Tres cuartas partes de las noticias domésticas cuentan sucesos macabros. Después se pasa a la información internacional para que veamos imágenes de la barbarie consentida en Siria o de la matanza escolar en Florida; y, ya para finalizar, un poco de deportes con peleas callejeras y la información del tiempo, con ocho provincias en alerta roja debido al frío y al huracán. Se me han quitado las ganas de escribir una historia de amor. Como estoy acostumbrado al consumo, necesito consumir: empiezo el día consumiendo miedo en la sociedad industrial del miedo. He tenido un desayuno con cadáveres.
Es posible que haya otras cosas en el mundo, pero el protagonismo lo tiene ahora la muerte. El miedo fundamental es el que despierta la muerte; nos acompaña a lo largo de la vida, conforma nuestra sabiduría. Y esto no deja de ser una broma, porque ya nos avisó Epicuro de que la muerte es la nada, el vacío, para cada uno de nosotros. Nadie sabe lo que es morirse en primera persona, nadie tiene experiencia de la muerte. Quizá por eso es tan aleccionador ver la muerte de los demás en televisión, apurar sus detalles, vivir sus uñas. Las antiguas religiones inventaban moradas para los muertos. La industria del miedo diseña moradas de muerte para los vivos.
El miedo es uno de los ejes de la vida contemporánea, compañero fiel del instinto de competencia en la sociedad del desamparo. La política, la economía, las audiencias y cualquier relación humana se tejen hoy con las hebras del miedo. La estrategia de siempre cuenta ahora con el poder multiplicador de la tecnología para fijar los terrenos de juego. Porque el miedo es una cuestión de espacios y de límites: ¿dónde empieza el peligro?, ¿dónde está el refugio? Y también de personas: ¿quién llega de fuera?
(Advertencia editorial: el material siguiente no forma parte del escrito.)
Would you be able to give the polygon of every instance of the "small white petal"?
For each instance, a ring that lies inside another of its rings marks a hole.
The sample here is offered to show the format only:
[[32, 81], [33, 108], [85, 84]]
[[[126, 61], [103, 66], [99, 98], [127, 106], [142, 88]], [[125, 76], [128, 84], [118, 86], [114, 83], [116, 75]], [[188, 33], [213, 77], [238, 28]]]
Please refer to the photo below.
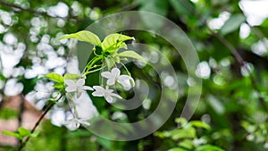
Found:
[[107, 80], [107, 85], [109, 85], [109, 86], [113, 86], [113, 85], [114, 85], [114, 83], [115, 83], [115, 79], [114, 78], [113, 78], [113, 79], [109, 79], [108, 80]]
[[120, 99], [122, 98], [121, 96], [119, 96], [119, 95], [117, 95], [117, 94], [115, 94], [115, 93], [112, 93], [112, 94], [110, 94], [110, 95], [113, 96], [115, 96], [115, 97], [117, 97], [117, 98], [120, 98]]
[[102, 93], [100, 91], [94, 91], [92, 93], [92, 96], [104, 96], [104, 93]]
[[93, 86], [93, 88], [96, 89], [96, 91], [101, 91], [101, 92], [105, 92], [105, 88], [100, 87], [100, 86]]
[[84, 79], [79, 79], [76, 82], [77, 86], [83, 86], [85, 84], [85, 80]]
[[83, 89], [85, 89], [85, 90], [91, 90], [91, 91], [94, 90], [91, 87], [88, 87], [88, 86], [83, 86]]
[[87, 121], [79, 120], [79, 122], [81, 124], [83, 124], [84, 126], [89, 126], [90, 125], [90, 123], [88, 122], [87, 122]]
[[130, 80], [132, 79], [130, 76], [128, 76], [128, 75], [121, 75], [118, 80]]
[[77, 98], [80, 98], [82, 95], [82, 90], [81, 89], [78, 89], [77, 92], [76, 92], [76, 95], [77, 95]]
[[113, 97], [111, 96], [107, 95], [105, 96], [105, 98], [108, 103], [113, 103]]
[[111, 77], [113, 77], [110, 71], [104, 71], [101, 73], [101, 75], [106, 79], [110, 79]]
[[120, 70], [118, 68], [113, 68], [111, 72], [114, 77], [118, 77], [120, 75]]
[[74, 86], [75, 85], [75, 82], [71, 80], [65, 80], [64, 83], [68, 86]]

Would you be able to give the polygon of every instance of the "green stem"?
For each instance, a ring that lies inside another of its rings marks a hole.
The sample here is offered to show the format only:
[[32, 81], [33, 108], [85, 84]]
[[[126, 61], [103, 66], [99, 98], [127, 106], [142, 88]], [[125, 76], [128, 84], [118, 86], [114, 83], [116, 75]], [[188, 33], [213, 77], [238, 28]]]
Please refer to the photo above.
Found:
[[87, 65], [85, 68], [85, 69], [87, 69], [86, 71], [83, 71], [83, 76], [87, 76], [87, 74], [89, 73], [89, 70], [92, 68], [92, 66], [101, 59], [102, 59], [102, 57], [99, 56], [99, 57], [96, 57], [96, 59], [93, 59], [91, 63], [89, 62], [90, 63], [88, 65]]

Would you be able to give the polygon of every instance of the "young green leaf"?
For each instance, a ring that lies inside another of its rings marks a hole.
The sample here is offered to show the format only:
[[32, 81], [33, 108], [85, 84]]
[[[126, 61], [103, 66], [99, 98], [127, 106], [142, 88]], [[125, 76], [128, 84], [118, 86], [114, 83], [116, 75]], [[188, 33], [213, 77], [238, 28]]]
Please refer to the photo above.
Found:
[[30, 136], [30, 132], [29, 131], [29, 130], [27, 130], [23, 127], [20, 127], [18, 129], [18, 131], [19, 131], [19, 134], [21, 136], [21, 138]]
[[64, 78], [58, 73], [48, 73], [45, 75], [46, 78], [58, 83], [64, 83]]
[[85, 41], [95, 46], [101, 46], [101, 40], [94, 33], [88, 30], [81, 30], [74, 34], [64, 35], [61, 37], [58, 40], [66, 38], [76, 38], [80, 41]]
[[77, 80], [81, 78], [79, 74], [73, 74], [73, 73], [66, 73], [64, 74], [64, 80]]
[[30, 136], [33, 138], [37, 138], [38, 135], [39, 135], [38, 132], [34, 132], [34, 133], [30, 134]]
[[[108, 35], [104, 41], [102, 42], [102, 48], [103, 51], [109, 51], [114, 50], [116, 48], [119, 48], [121, 46], [121, 43], [126, 40], [134, 40], [134, 38], [128, 37], [121, 34], [111, 34]], [[125, 46], [124, 46], [125, 47]]]
[[15, 137], [19, 139], [21, 139], [21, 136], [19, 134], [19, 133], [16, 133], [16, 132], [12, 132], [12, 131], [6, 131], [6, 130], [3, 130], [2, 131], [2, 134], [3, 135], [5, 135], [5, 136], [11, 136], [11, 137]]
[[198, 147], [196, 149], [196, 151], [224, 151], [224, 150], [215, 146], [205, 145], [205, 146]]
[[240, 25], [245, 22], [246, 17], [243, 14], [234, 14], [230, 17], [230, 19], [224, 23], [221, 29], [221, 33], [222, 35], [229, 34], [232, 31], [238, 29]]
[[138, 54], [137, 54], [136, 52], [134, 52], [132, 50], [123, 51], [116, 55], [121, 56], [121, 57], [134, 58], [134, 59], [142, 61], [143, 63], [147, 63], [141, 55], [139, 55]]

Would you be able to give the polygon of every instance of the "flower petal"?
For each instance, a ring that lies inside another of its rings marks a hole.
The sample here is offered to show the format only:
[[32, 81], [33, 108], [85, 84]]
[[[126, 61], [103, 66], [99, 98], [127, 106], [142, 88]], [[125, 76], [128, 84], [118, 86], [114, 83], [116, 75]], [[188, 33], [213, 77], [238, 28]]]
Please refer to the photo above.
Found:
[[128, 76], [128, 75], [121, 75], [118, 78], [118, 80], [130, 80], [130, 79], [132, 79], [132, 78], [130, 76]]
[[79, 120], [80, 123], [81, 123], [84, 126], [89, 126], [90, 123], [87, 121], [83, 121], [83, 120]]
[[105, 96], [105, 100], [108, 102], [108, 103], [113, 103], [113, 97], [111, 96], [109, 96], [109, 95], [106, 95]]
[[110, 79], [113, 77], [113, 75], [110, 71], [104, 71], [101, 73], [101, 75], [106, 79]]
[[77, 81], [76, 81], [76, 84], [77, 86], [83, 86], [85, 84], [85, 80], [84, 79], [79, 79]]
[[101, 91], [94, 91], [92, 93], [92, 96], [104, 96], [104, 93], [102, 93]]
[[76, 91], [77, 87], [73, 85], [70, 85], [65, 88], [66, 92], [74, 92]]
[[75, 85], [75, 82], [71, 80], [64, 80], [64, 83], [67, 85], [67, 86], [74, 86]]
[[110, 96], [115, 96], [115, 97], [120, 98], [120, 99], [122, 98], [121, 96], [119, 96], [119, 95], [117, 95], [115, 93], [111, 93]]
[[120, 75], [120, 70], [118, 68], [113, 68], [111, 72], [114, 77], [118, 77]]
[[96, 89], [96, 91], [100, 91], [100, 92], [105, 92], [105, 89], [104, 88], [102, 88], [101, 86], [93, 86], [93, 88]]
[[77, 96], [77, 98], [80, 98], [82, 95], [82, 89], [78, 89], [76, 91], [76, 96]]
[[91, 90], [91, 91], [94, 90], [91, 87], [88, 87], [88, 86], [83, 86], [82, 88], [85, 90]]
[[114, 78], [113, 78], [113, 79], [109, 79], [108, 80], [107, 80], [107, 85], [109, 85], [109, 86], [113, 86], [113, 85], [114, 85], [114, 83], [115, 83], [115, 79]]

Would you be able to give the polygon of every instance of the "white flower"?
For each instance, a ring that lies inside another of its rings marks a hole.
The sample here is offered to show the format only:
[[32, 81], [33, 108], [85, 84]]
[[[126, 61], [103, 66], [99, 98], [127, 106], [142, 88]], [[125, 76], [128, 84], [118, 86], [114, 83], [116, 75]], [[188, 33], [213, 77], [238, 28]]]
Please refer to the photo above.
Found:
[[83, 90], [94, 90], [91, 87], [84, 86], [84, 79], [79, 79], [76, 82], [71, 80], [65, 80], [64, 82], [67, 85], [65, 88], [66, 92], [75, 92], [78, 98], [80, 97]]
[[100, 86], [93, 86], [93, 88], [96, 89], [92, 93], [94, 96], [104, 96], [108, 103], [113, 103], [113, 96], [121, 99], [121, 96], [113, 93], [113, 89], [104, 88]]
[[90, 123], [85, 120], [85, 119], [77, 119], [77, 118], [72, 118], [72, 119], [69, 119], [66, 122], [64, 122], [63, 123], [64, 125], [66, 125], [66, 127], [68, 127], [71, 130], [75, 130], [78, 128], [80, 127], [80, 125], [84, 125], [84, 126], [89, 126]]
[[114, 85], [116, 81], [118, 81], [122, 86], [129, 85], [130, 80], [134, 81], [130, 76], [120, 75], [120, 70], [118, 68], [113, 68], [111, 72], [104, 71], [101, 73], [101, 75], [108, 79], [107, 85], [109, 86]]

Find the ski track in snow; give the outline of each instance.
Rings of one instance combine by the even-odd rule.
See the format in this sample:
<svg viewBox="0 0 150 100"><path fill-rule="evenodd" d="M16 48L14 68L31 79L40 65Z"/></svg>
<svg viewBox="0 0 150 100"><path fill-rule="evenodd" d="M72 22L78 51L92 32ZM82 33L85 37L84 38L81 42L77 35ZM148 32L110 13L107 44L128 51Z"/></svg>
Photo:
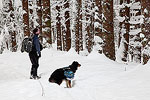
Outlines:
<svg viewBox="0 0 150 100"><path fill-rule="evenodd" d="M48 78L57 68L66 67L73 61L81 63L66 88L49 83ZM0 55L1 100L149 100L150 63L147 65L119 64L93 51L89 56L74 51L42 51L38 73L39 80L29 79L30 66L27 53ZM125 71L125 68L127 71Z"/></svg>

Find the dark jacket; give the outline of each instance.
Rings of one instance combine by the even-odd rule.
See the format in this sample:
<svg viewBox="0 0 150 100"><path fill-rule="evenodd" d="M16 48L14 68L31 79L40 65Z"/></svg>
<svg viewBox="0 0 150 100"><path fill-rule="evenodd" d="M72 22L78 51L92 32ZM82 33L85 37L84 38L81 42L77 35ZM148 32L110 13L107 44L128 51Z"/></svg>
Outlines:
<svg viewBox="0 0 150 100"><path fill-rule="evenodd" d="M33 51L36 51L38 53L38 55L41 55L41 44L38 38L38 35L35 34L33 36Z"/></svg>

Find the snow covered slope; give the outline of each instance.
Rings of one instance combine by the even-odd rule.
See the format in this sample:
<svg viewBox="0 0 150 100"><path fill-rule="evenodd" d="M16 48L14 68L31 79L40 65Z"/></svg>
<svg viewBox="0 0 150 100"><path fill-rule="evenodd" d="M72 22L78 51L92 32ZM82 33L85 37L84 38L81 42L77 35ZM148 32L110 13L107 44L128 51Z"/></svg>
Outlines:
<svg viewBox="0 0 150 100"><path fill-rule="evenodd" d="M55 69L73 61L82 65L75 74L73 88L66 88L65 82L61 86L48 82ZM40 59L42 78L31 80L28 54L6 52L0 55L0 99L149 100L149 65L119 64L96 52L80 56L73 50L67 53L46 49Z"/></svg>

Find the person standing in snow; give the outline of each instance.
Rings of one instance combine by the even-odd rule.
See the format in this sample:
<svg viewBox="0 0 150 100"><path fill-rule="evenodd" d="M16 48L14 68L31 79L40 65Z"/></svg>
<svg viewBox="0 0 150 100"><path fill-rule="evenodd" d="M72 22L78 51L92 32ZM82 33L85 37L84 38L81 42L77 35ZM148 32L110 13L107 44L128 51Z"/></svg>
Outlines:
<svg viewBox="0 0 150 100"><path fill-rule="evenodd" d="M40 77L37 75L37 70L39 67L39 58L41 57L42 45L40 44L38 35L40 34L40 30L35 28L33 30L33 47L32 51L29 53L29 58L32 63L31 67L31 76L30 79L39 79Z"/></svg>

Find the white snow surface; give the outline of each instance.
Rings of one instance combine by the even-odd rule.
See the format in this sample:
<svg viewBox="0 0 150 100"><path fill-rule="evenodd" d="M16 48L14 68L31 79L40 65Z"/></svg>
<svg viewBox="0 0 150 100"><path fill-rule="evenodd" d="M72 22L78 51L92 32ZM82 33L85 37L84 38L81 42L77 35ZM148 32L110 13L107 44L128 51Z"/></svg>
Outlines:
<svg viewBox="0 0 150 100"><path fill-rule="evenodd" d="M73 87L49 83L52 72L78 61ZM42 51L39 80L29 79L31 62L27 53L0 55L1 100L149 100L150 62L147 65L119 64L93 51L88 56L73 50ZM126 70L126 71L125 71Z"/></svg>

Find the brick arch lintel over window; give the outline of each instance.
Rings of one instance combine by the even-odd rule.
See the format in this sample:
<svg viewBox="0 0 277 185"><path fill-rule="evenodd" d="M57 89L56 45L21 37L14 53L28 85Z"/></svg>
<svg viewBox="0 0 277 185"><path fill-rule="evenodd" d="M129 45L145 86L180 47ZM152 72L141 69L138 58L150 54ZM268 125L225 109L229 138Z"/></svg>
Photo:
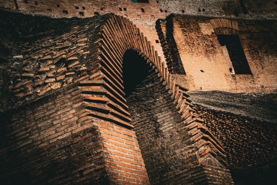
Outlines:
<svg viewBox="0 0 277 185"><path fill-rule="evenodd" d="M227 50L235 73L252 74L239 37L238 22L224 18L214 19L210 22L220 45L224 47L223 50Z"/></svg>
<svg viewBox="0 0 277 185"><path fill-rule="evenodd" d="M239 35L239 24L237 22L225 18L215 18L210 22L217 35Z"/></svg>

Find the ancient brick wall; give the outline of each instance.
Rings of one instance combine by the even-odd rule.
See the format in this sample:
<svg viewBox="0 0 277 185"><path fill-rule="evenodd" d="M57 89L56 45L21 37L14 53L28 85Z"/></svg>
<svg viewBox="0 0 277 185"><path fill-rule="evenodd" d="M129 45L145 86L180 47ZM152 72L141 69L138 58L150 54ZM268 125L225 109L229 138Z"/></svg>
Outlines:
<svg viewBox="0 0 277 185"><path fill-rule="evenodd" d="M235 183L267 184L274 181L277 128L274 123L200 105L195 110L223 145Z"/></svg>
<svg viewBox="0 0 277 185"><path fill-rule="evenodd" d="M211 22L219 20L215 18L173 14L166 19L165 25L160 23L163 21L157 22L158 28L166 27L163 29L167 30L166 39L161 29L158 30L158 34L162 45L167 44L164 52L171 72L176 74L173 76L176 81L190 91L274 91L277 84L274 72L276 43L272 36L276 35L272 26L275 21L223 19L237 25L220 30L215 28L217 23ZM234 74L228 51L219 42L218 35L233 33L239 37L252 74ZM181 72L181 64L184 73Z"/></svg>
<svg viewBox="0 0 277 185"><path fill-rule="evenodd" d="M88 116L83 93L69 87L2 114L2 183L147 183L134 132Z"/></svg>
<svg viewBox="0 0 277 185"><path fill-rule="evenodd" d="M21 42L26 39L30 43L18 53L23 56L21 59L8 57L3 70L13 74L1 81L1 90L11 96L4 101L7 105L1 108L7 118L2 125L2 135L6 137L3 139L10 142L1 149L2 166L9 169L2 172L6 177L3 182L12 183L23 179L26 183L147 184L173 180L179 184L233 183L223 146L195 114L187 89L175 84L154 46L132 23L112 14L59 19L6 13L11 15L10 23L21 25L26 16L31 25L25 25L29 29L25 28L21 37ZM37 35L38 30L35 29L34 33L24 35L32 27L48 25L51 29L50 25L59 21L67 24L49 35L39 31ZM39 23L33 24L35 22ZM17 24L11 24L14 27L7 27L11 31L1 33L11 36L9 34L17 30ZM130 51L133 54L124 61L124 54ZM141 88L139 83L139 91L129 97L129 108L126 99L130 94L125 93L126 87L130 86L124 86L127 81L122 62L131 65L137 58L142 59L139 66L148 66L142 68L148 74L145 76L147 84ZM14 60L19 64L11 64ZM129 72L131 75L135 71ZM131 77L129 80L134 82L135 77ZM138 97L150 93L151 85L156 87L155 94L140 101ZM161 112L147 112L148 106L154 106L153 111ZM154 115L146 118L149 121L146 124L154 120L157 124L147 125L147 132L139 128L144 117L136 114L140 110ZM155 116L158 113L163 117ZM165 122L172 117L169 128ZM173 138L179 140L168 139L174 130L176 131ZM154 131L159 134L147 137ZM161 137L161 133L164 134ZM140 136L137 140L137 134ZM157 146L149 153L151 143ZM163 151L166 154L159 155ZM78 161L71 167L73 158ZM26 163L19 162L22 161ZM150 180L147 170L151 173ZM23 171L27 172L24 176L26 179L20 176ZM14 176L17 179L13 181Z"/></svg>
<svg viewBox="0 0 277 185"><path fill-rule="evenodd" d="M0 0L0 8L52 17L88 17L110 13L122 15L133 21L140 28L155 47L163 61L165 58L155 30L155 22L157 19L164 18L171 13L259 19L276 19L277 14L277 5L273 0L259 2L245 0L149 0L148 2ZM247 11L245 14L240 2L244 2Z"/></svg>

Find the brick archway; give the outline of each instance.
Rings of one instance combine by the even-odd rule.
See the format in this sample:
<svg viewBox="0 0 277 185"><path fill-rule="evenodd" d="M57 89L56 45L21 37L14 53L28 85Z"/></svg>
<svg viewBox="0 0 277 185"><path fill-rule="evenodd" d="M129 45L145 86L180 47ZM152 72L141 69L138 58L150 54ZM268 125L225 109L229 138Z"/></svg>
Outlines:
<svg viewBox="0 0 277 185"><path fill-rule="evenodd" d="M34 41L18 67L34 72L20 71L16 76L23 82L9 87L19 110L5 113L2 181L232 184L223 146L203 125L187 89L172 80L139 29L111 14L76 23L84 20L70 19L73 25L67 23L70 27L63 28L62 34L42 34L50 35ZM33 36L39 36L26 38ZM142 89L153 101L130 109L128 105L141 99L127 98L124 92L122 63L129 50L151 71L151 85L145 86L154 87ZM30 89L34 92L24 91ZM153 109L147 111L146 107ZM140 107L151 119L138 114ZM140 129L146 124L144 120L151 123L146 132ZM154 139L147 137L151 132Z"/></svg>

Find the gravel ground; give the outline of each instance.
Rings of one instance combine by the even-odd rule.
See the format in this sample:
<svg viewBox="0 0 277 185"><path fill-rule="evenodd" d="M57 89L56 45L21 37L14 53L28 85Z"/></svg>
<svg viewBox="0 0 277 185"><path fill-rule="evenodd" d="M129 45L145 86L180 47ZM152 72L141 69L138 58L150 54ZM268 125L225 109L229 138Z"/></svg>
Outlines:
<svg viewBox="0 0 277 185"><path fill-rule="evenodd" d="M277 94L213 91L190 93L193 103L208 109L231 112L252 119L277 123Z"/></svg>

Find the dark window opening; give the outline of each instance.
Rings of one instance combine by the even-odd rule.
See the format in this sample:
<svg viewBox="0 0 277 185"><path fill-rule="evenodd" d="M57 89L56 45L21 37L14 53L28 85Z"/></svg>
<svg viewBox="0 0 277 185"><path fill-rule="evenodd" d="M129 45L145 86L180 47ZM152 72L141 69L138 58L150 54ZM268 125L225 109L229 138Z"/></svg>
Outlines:
<svg viewBox="0 0 277 185"><path fill-rule="evenodd" d="M123 56L123 86L126 97L149 75L149 72L152 68L133 50L126 51Z"/></svg>
<svg viewBox="0 0 277 185"><path fill-rule="evenodd" d="M247 10L246 9L246 7L244 5L244 3L243 0L239 0L239 3L240 4L240 7L241 7L241 9L243 10L243 12L244 14L247 14L248 13Z"/></svg>
<svg viewBox="0 0 277 185"><path fill-rule="evenodd" d="M149 3L149 1L148 0L132 0L132 2L144 2Z"/></svg>
<svg viewBox="0 0 277 185"><path fill-rule="evenodd" d="M235 73L251 74L239 36L235 35L219 35L218 36L220 45L226 46Z"/></svg>

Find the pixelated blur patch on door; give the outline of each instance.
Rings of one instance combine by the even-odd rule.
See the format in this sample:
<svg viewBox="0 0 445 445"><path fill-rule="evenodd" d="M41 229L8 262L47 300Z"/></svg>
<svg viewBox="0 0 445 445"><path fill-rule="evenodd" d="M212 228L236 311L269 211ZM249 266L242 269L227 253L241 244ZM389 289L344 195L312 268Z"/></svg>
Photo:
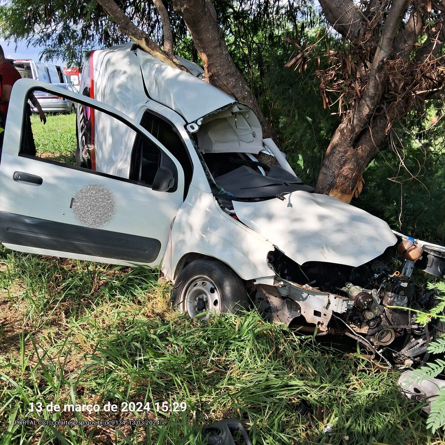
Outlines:
<svg viewBox="0 0 445 445"><path fill-rule="evenodd" d="M101 227L114 216L116 200L106 187L87 184L77 190L71 200L71 208L77 221L88 227Z"/></svg>

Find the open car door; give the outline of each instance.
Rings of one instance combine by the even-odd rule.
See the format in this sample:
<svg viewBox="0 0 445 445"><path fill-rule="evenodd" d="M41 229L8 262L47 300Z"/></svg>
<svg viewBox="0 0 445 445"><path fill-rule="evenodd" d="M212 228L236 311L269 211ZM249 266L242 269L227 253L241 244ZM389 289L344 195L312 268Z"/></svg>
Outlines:
<svg viewBox="0 0 445 445"><path fill-rule="evenodd" d="M36 89L68 97L80 104L79 109L91 107L97 115L115 120L116 125L110 123L109 131L104 129L97 138L98 143L101 141L101 150L113 150L113 136L118 127L125 132L125 143L132 144L118 147L124 154L128 152L128 166L131 156L131 162L140 161L142 169L143 153L157 154L150 166L152 180L141 175L138 180L128 179L134 166L122 169L126 173L120 174L127 175L122 178L44 157L44 154L24 154L29 145L26 125L30 124L26 107L29 93ZM122 145L122 138L117 139ZM48 144L57 145L57 140L52 138ZM73 140L73 152L67 157L72 160L76 149ZM57 146L50 148L45 147L45 151L57 151ZM0 240L10 249L154 266L164 255L170 226L182 204L184 174L163 146L120 112L50 84L22 79L15 84L9 103L0 161Z"/></svg>

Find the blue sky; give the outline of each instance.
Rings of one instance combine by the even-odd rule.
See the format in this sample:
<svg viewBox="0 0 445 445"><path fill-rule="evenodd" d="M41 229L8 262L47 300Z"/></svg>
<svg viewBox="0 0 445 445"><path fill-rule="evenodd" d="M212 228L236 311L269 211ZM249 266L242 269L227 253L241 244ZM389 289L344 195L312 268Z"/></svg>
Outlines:
<svg viewBox="0 0 445 445"><path fill-rule="evenodd" d="M9 43L9 46L8 46ZM1 45L4 51L4 55L8 59L31 59L35 61L39 60L39 55L42 49L37 47L29 45L29 48L26 48L26 42L19 40L17 42L17 49L16 49L16 44L13 41L7 42L4 40L0 39L0 45ZM54 60L49 63L52 63L56 65L60 65L65 66L65 64L63 61Z"/></svg>

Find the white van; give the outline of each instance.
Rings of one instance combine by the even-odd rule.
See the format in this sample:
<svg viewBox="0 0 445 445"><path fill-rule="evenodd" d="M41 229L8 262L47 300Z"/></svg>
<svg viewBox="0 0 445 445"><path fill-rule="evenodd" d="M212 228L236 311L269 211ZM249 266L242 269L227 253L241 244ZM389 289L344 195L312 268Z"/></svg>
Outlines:
<svg viewBox="0 0 445 445"><path fill-rule="evenodd" d="M24 79L47 83L69 83L66 75L58 65L36 63L30 59L14 59L12 63Z"/></svg>
<svg viewBox="0 0 445 445"><path fill-rule="evenodd" d="M253 111L189 66L196 75L124 45L87 55L81 94L18 81L0 162L2 243L159 267L191 316L255 304L269 320L352 336L391 365L421 361L440 331L409 310L437 304L413 270L445 275L445 247L314 193ZM21 154L36 90L79 104L76 165Z"/></svg>

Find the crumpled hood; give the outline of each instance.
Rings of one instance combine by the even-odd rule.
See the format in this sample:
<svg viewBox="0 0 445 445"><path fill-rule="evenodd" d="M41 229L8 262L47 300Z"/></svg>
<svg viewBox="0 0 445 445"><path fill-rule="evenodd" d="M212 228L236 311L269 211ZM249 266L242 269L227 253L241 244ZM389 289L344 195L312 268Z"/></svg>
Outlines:
<svg viewBox="0 0 445 445"><path fill-rule="evenodd" d="M397 241L384 221L326 195L298 190L284 201L234 201L233 206L240 221L299 264L356 267Z"/></svg>

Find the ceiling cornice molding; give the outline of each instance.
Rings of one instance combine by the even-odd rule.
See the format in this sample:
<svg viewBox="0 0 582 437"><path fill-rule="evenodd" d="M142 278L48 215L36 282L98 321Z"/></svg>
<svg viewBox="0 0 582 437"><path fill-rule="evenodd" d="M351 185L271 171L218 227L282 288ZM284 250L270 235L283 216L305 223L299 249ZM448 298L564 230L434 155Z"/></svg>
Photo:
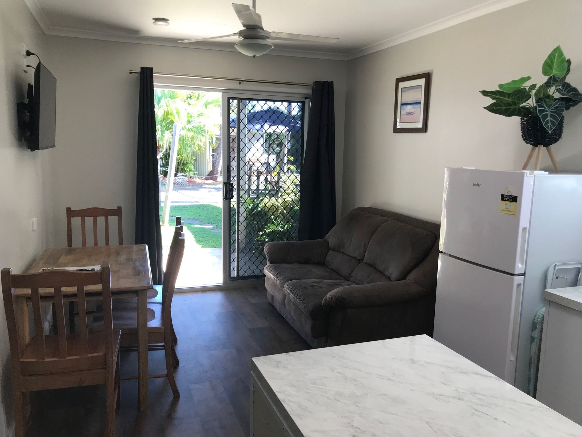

Los enemigos se agolpan en unos límites fronterizos que conviene mantener cerrados. Pero dentro se levantan otras fronteras. Hemos llenado de podredumbre el espacio público durante años. Difícil pensar con ilusión en el futuro ante un vertedero de corrupciones, mentiras y muchos disfraces modernos de la ley del más fuerte. Parecía necesario buscar el nuevo compromiso en lo privado, cambiar una revolución social por el cariño de una mascota, la política por las aficiones y las causas particulares. El problema es que el de la basura es un viaje de ida y vuelta. Así lo está demostrando la industria del miedo. Desayunamos con cadáveres que infectan también el refugio de lo privado. Los sistemas de alarma establecen fronteras en el interior de las comunidades. Los ciudadanos son extranjeros.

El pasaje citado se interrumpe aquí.